Get an inexpensive spring scale and track the force applied by the rubber band at various different stretch distances. Repeat many times to get a good sample size. Then compute a regression on the data.

That would be a good learning experience and shouldn’t take more than an hour or two once you get the hang of the process.

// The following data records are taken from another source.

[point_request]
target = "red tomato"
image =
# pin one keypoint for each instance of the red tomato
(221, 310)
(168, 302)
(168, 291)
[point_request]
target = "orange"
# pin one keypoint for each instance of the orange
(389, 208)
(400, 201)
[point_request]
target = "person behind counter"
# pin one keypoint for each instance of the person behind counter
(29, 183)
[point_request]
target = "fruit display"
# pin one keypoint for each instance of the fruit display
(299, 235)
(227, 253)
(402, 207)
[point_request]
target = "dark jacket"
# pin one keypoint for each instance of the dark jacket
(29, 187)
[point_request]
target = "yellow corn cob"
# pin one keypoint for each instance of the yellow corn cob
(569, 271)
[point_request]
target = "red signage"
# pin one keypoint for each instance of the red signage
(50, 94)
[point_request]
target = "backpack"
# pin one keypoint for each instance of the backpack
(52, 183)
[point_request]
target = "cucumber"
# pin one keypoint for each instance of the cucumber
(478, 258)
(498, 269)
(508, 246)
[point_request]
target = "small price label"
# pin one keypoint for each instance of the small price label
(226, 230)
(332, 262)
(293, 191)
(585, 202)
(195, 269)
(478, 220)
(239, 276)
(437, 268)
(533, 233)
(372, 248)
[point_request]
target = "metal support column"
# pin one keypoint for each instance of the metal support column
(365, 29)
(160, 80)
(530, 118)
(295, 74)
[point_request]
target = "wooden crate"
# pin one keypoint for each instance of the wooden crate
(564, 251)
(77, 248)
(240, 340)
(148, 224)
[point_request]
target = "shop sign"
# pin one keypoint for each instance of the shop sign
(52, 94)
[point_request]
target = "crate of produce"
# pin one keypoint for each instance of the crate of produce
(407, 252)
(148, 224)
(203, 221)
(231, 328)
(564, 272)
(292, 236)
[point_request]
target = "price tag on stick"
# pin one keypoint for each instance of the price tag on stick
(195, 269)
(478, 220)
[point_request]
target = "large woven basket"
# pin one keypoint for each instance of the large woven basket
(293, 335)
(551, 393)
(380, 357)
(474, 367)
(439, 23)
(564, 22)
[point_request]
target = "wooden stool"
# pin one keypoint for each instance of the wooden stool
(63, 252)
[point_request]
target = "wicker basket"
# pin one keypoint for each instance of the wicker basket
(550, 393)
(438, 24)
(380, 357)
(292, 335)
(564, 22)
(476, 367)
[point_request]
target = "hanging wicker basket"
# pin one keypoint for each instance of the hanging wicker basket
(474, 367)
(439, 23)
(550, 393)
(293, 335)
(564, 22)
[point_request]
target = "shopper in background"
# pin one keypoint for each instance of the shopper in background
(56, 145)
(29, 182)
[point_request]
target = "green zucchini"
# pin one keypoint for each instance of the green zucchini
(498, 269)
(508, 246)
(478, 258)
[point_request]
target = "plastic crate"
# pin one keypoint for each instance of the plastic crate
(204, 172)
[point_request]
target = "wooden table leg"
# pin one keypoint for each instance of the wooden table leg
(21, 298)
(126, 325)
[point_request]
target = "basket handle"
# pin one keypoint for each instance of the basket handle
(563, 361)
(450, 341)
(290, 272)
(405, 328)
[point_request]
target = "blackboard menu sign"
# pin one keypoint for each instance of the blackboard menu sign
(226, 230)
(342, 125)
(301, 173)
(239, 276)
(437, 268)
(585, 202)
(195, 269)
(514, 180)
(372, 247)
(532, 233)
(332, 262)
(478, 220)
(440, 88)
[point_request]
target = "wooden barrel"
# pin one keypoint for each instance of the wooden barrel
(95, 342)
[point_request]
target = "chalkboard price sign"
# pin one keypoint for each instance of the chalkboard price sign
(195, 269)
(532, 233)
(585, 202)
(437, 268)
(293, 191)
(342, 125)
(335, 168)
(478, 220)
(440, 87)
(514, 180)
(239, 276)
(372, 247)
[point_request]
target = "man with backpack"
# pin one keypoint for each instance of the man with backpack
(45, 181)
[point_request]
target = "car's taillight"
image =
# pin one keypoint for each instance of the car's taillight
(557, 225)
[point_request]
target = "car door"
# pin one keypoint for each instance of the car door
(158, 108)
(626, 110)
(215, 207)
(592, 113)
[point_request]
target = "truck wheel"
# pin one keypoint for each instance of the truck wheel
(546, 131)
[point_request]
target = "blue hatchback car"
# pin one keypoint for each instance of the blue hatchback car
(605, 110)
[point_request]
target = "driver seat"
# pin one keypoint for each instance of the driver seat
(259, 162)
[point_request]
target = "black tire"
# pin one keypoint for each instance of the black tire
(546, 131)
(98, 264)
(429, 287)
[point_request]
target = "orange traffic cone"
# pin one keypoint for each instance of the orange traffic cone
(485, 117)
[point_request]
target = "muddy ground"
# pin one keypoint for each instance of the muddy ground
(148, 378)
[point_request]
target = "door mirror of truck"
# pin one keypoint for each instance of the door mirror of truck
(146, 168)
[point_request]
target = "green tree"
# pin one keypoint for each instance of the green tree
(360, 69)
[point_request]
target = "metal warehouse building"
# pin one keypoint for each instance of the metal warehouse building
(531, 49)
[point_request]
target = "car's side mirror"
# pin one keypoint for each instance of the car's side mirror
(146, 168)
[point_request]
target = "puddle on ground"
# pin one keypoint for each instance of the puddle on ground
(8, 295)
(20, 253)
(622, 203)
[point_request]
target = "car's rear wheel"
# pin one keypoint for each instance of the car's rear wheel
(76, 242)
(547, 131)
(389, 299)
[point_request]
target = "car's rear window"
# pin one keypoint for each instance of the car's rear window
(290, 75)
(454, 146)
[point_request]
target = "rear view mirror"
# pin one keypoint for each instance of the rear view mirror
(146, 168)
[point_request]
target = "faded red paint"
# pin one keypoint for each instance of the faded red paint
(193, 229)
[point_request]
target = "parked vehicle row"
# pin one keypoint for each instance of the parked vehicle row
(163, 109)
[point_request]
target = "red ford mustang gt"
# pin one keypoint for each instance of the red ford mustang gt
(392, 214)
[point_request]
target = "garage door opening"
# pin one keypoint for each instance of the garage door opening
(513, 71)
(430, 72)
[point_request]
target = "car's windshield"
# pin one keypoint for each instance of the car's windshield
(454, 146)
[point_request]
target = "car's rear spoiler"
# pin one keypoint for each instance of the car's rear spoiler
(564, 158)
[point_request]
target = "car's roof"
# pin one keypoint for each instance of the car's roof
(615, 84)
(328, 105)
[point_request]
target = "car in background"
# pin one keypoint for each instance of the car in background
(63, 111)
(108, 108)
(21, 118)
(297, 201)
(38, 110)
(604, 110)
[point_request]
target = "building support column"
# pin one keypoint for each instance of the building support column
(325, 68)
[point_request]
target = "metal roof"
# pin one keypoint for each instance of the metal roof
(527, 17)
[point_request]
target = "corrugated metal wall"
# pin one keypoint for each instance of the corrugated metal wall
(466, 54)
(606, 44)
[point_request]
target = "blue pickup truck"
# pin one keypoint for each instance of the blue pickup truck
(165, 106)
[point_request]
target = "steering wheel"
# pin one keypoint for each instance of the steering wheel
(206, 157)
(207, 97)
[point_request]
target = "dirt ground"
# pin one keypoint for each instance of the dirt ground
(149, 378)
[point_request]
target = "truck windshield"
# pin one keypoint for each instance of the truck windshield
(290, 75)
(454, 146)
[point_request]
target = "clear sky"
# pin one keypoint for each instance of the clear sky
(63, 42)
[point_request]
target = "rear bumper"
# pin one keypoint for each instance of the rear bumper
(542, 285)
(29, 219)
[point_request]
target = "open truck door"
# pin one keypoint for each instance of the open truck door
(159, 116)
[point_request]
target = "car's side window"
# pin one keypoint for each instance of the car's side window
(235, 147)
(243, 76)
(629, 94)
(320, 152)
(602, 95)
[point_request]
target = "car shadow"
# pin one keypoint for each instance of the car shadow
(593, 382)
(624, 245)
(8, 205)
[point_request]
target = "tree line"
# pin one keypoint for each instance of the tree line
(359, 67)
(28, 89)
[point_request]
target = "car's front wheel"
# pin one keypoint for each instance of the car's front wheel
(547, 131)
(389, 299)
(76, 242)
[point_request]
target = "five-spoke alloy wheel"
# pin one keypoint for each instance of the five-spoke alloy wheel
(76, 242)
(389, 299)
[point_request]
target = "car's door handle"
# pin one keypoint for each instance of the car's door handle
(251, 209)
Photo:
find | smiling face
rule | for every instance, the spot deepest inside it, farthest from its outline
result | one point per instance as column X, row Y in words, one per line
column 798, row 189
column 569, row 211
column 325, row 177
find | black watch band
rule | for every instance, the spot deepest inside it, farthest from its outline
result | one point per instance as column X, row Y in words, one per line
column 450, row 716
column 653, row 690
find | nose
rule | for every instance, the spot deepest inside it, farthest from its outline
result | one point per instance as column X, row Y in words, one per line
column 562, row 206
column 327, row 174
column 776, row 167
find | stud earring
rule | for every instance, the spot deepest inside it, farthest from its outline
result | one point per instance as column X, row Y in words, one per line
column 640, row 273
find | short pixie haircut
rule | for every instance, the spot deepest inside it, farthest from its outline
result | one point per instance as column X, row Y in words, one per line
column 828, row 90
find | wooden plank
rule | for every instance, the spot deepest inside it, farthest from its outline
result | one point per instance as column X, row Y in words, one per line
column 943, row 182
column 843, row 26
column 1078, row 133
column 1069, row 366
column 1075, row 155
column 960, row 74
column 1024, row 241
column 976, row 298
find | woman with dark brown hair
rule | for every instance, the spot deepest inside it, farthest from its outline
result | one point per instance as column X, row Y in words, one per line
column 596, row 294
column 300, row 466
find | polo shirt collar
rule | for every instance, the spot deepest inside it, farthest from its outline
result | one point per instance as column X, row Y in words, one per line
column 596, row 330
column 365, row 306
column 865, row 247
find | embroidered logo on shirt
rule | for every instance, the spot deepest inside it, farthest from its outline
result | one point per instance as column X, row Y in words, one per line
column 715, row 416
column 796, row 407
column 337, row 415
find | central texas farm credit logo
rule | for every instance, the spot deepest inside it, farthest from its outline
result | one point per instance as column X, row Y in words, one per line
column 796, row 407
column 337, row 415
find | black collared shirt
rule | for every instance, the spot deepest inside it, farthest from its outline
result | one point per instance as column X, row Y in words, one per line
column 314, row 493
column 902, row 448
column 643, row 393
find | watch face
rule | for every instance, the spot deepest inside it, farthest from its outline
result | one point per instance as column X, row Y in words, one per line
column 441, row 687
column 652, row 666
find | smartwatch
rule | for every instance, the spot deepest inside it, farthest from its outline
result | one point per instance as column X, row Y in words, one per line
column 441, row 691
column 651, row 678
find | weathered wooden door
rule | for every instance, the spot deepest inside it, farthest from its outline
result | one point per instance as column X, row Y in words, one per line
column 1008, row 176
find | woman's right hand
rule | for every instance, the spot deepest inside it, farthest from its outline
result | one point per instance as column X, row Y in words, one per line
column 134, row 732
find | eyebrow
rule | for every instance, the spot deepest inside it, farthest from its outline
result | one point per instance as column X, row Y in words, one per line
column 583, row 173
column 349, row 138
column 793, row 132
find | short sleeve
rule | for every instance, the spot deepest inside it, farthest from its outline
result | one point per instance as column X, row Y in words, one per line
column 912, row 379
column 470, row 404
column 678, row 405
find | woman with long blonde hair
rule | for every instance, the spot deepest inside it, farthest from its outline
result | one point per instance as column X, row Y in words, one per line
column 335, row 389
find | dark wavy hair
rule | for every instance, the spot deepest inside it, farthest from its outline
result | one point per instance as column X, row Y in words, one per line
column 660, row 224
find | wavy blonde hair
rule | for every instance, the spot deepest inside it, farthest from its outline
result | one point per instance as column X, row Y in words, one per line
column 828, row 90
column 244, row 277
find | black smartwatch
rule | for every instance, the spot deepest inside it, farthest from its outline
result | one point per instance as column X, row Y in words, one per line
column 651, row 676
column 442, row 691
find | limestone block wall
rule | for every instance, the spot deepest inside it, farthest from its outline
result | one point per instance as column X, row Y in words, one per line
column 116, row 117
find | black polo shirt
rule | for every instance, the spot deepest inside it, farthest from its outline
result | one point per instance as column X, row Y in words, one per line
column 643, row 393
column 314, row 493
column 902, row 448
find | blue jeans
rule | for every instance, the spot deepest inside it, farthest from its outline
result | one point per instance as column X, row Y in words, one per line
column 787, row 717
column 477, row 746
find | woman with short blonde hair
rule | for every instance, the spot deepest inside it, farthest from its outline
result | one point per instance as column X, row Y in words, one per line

You can also try using a plastic milk jug or other lightweight container and pour X amount of water into it and observe Y amount of stretch. 1 cc of water weighs 1 gram. Or you can measure in ounces and make the conversion. You should try not only a fair number of different rubber bands, you should also test one rubber band multiple times to observe how the rubber bands change their effective spring constants after a certain number of stretches. Some rubber bands will change by 20% or more after a single stretch.

**Anomaly**#5

I calculated the spring constant of a size 64 band to be right around 60 by hanging some steel C channels from it, but like everyone’s been saying, it’s non linear. Anyhow, a size 32 band should have about half of that, so it should be ballpark of 30 for large displacements. I would assume it’d be smaller for smaller displacements but I have no idea what the function would look like. Good luck!

**skate17**#6

Thanks for all the advice, everyone! I’ve done some measurements where I took a spring scale and stretched a rubber band a certain distance (20 cm) and recorded the force that was measured on the spring scale. However, when I use Hooke’s law (k=-F/x), I end up with negative numbers for k. Is this normal or am I doing something wrong?

**callen**#7

That’s because you’re mixing up your directions. The negative is there for the vector to indicate direction. If you draw a free-body diagram, you’ll have the elastic force aimed up and gravity aimed down. Let’s call upward positive y, with y=0 where the elastic’s bottom end is before stretching. (The starting period on each line is there because the auto-formatting was messing up my negative signs. Ignore those periods.)

. Fnet,y = Fe - Fg = 0

. Fe = Fg

. - k y = m g

. - k (-0.2 m) = (mass used in kg) (9.8 m/s^2)

. k= 49 * (mass in kg), with final units in N/m

Note the lack of a negative in k at the end.